Ok, let’s say I want to talk to my grandma in Florida, to ask for advice about something.  So I just start shouting out loud, “Hi Grandma.  How’s your back feeling?  Hey got a question for you.  How did you deal with your kids when they were young?”  If you saw me screaming these things, knowing my grandma was in Florida, you probably would refer me to a good doctor or counselor, or run the other way until you couldn’t hear the crazy man screaming anymore.

Sound crazy?  Well, let me ask you this.  What is the primary way we gain advice, we learn, we can hear the Word of God.  Sunday school answer:  Moses.  Incorrect, try another Sunday school answer:  THE BIBLE!  Did you know as many as 67% of teens do not read their Bible?  Now that’s crazy.  The most significant way God chooses to communicate with us, and our young people choose to ignore it.  That is as crazy as trying to talk to grandma in Florida by screaming as loud as you can in Ohio!  It’s mad crazy!

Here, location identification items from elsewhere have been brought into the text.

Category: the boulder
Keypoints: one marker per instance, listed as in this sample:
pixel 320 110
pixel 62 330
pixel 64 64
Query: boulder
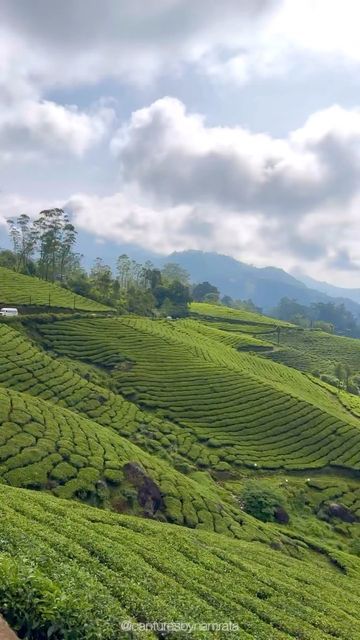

So how can we get them from crazy to reading?  Here are 4 ways that come to mind:

  1. Gideons Know What’s Up – I’m curious if this percentage would go down if we got Bibles in their hands.  Gideon International is able to put a Bible in every hotel in the country, but there are teens in your student ministry that don’t have one.  A travesty!  Go here or here, type in Bible and have fun.  BUY them a Bible.  There is no better use for your youth budget than to use it on purchasing a Bible for someone who does not own one.  Make it a nice one too, I just bought 2 purple and 2 pink Bibles today…those boys are gonna love them!
  2. Um, It’s Pretty Important – When was the last time you taught on the importance of the Bible.  How bout sharing a story of the pilgrims on the Mayflower, and how one of the few things they brought over to the New World was a Bible!  They risked sickness, their lives, their family…but they wouldn’t risk losing their Bible.  It’s time our students understand the importance of the Bible…the history of those that risked their lives to get it in print.  It is taken WAY for granted now.
  3. Rewards are Good – Everybody loves gifts, presents…rewards, right?  Well, your students need to know what rewards come from reading the Bible.  Rewards like a closer relationship with the Creator God, guidance in their daily decisions, a clear picture of the Will of God for their life, a description of the gospel story…and much more!
  4. Better Than a Cell Phone – This is how God communicated to you!  I want to scream this so people in Florida can hear me!  Seriously, this is the primary God has chosen to reveal Himself to us, and there are so many that choose to ignore it.  No more!

The B-I-B-L-E, yes that’s the book for me, I stand alone on the Word of God, the B-I-B-L-E…..BIBLE!!!!!!!!!!!!  What about you, how do you encourage your teens to get in the Word?